A eficácia dos procedimentos psicoterapêuticos é considerada boa no que diz respeito à redução do consumo excessivo, vómitos, abuso de laxantes e depressividade. Os efeitos médios são mostrados no que diz respeito à procura de magreza e insatisfação com a figura e aparência.
As abordagens de auto-ajuda, baseadas principalmente na terapia cognitiva-comportamental, representam outra alternativa no sentido de uma abordagem por etapas com efeitos mais pequenos mas claramente demonstráveis.

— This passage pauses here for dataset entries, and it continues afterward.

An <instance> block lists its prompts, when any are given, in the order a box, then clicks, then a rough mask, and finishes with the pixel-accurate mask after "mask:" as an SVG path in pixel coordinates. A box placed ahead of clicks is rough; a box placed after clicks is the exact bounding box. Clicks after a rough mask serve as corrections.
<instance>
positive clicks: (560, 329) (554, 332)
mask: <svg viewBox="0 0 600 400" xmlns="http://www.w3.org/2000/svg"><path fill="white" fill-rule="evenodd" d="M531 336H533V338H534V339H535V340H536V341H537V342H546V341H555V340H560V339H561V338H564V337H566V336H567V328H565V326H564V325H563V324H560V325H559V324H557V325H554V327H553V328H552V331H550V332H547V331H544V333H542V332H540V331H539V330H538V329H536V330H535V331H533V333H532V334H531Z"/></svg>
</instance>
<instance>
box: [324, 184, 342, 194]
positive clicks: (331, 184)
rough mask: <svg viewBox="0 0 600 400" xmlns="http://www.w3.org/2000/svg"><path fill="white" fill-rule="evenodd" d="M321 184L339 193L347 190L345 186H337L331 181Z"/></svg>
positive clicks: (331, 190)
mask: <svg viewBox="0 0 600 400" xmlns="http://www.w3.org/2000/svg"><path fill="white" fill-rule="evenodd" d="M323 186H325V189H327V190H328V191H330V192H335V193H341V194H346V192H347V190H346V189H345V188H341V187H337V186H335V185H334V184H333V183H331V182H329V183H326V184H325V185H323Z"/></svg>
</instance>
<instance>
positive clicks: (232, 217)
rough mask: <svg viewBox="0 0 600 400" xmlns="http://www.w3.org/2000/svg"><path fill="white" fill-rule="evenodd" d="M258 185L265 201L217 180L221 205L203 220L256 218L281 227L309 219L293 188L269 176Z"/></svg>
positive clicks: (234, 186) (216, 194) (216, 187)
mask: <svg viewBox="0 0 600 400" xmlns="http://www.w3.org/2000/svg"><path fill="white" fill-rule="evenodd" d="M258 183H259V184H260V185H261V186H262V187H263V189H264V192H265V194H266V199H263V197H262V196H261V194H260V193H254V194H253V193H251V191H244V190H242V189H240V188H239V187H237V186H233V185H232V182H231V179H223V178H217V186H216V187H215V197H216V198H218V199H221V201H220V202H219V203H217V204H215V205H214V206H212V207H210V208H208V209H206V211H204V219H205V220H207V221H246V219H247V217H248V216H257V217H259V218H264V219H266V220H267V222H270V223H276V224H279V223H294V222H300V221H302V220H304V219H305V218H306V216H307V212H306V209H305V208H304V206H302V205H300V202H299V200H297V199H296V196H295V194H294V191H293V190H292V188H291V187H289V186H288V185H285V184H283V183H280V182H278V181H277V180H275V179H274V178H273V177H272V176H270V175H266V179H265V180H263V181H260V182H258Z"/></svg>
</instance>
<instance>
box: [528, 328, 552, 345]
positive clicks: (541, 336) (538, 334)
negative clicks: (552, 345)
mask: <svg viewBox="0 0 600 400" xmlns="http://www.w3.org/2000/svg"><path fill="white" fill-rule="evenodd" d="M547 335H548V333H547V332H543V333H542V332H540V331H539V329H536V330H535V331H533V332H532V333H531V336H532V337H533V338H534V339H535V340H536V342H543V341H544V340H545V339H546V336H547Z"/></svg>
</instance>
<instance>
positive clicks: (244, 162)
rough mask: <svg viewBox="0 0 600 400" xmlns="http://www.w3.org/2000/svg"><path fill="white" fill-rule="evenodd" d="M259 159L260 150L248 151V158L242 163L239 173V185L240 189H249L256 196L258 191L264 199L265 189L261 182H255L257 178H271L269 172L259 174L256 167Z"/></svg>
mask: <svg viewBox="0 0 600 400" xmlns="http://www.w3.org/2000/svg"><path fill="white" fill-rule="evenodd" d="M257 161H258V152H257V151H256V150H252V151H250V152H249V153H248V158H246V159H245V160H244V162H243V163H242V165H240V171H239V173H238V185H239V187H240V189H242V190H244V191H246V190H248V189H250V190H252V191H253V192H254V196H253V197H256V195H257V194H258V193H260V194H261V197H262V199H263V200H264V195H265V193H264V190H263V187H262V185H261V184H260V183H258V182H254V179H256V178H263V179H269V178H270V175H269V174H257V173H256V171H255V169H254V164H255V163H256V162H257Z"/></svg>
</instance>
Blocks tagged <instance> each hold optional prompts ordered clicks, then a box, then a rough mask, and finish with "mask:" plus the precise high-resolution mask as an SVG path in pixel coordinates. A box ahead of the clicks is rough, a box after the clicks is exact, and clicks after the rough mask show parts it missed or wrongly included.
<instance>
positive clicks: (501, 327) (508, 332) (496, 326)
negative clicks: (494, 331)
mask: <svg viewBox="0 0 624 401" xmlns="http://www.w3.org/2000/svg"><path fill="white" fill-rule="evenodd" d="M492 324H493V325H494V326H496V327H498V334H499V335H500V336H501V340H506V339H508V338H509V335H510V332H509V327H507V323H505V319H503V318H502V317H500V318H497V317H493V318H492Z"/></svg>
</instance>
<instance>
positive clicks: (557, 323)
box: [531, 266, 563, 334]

O principal objectivo no tratamento do BN é alterar o comportamento alimentar contido entre episódios de compulsão alimentar de tal forma que não ocorram estados de privação fisiológica e psicológica que favoreçam a ocorrência de episódios de compulsão alimentar. Uma dieta equilibrada baseada nas próprias necessidades do paciente é gradualmente estabelecida com os pacientes. Utilizando métodos de auto-observação (protocolos alimentares), são orientados para reconhecer os estímulos psicológicos e psicossociais do binge eating e das medidas contra-regulatórias, e aprender estratégias alternativas para lidar com as emoções desagradáveis. As exposições complementares são feitas aos alimentos que costumavam desencadear o binge eating.
Farmacoterapeuticamente, a administração de inibidores de recaptação de serotonina pode ser considerada, especialmente num contexto de humor depressivo e ansiedade frequentes, sendo de esperar apenas um efeito menor sobre a sintomatologia central com uma ligeira redução dos ataques alimentares. O único medicamento aprovado para esta indicação na Suíça é a fluoxetina, com uma dose recomendada de 60 mg/dia. Um ensaio de tratamento deve ser dado durante pelo menos quatro semanas e continuar durante 9 a 12 meses se houver uma boa resposta.
Literatura:
- Schnyder U, et al.: Prevalência de desordens alimentares na Suíça. Encomendado pelo Gabinete Federal de Saúde Pública (FOPH). 2012. contrato nº 09.006170/204.001/-675 e 10.005736/204.0001/-782.
- Hilbert A, et al: Eating Disorder Examination: versão em língua alemã da entrevista sobre distúrbios alimentares estruturados. Diagnostica 2004. 50: 98-106.
- Paul T, Thiel A.: EDI-2. Eating Disorder Inventory-2. Göttingen Hogrefe, 2004.
- Fairburn CG.: Terapia Cognitiva Comportamental e Transtornos Alimentares. Schattauer Verlag, 2011.
- Sociedade Alemã de Medicina Psicossomática e Psicoterapia. Directrizes do Colégio Alemão de Medicina Psicossomática para o diagnóstico e tratamento de distúrbios alimentares. 2010 www.awmf.org/uploads/tx_szleitlinien/051-026l_S3_Diagnostik_Therapie_Essstörungen.pdf.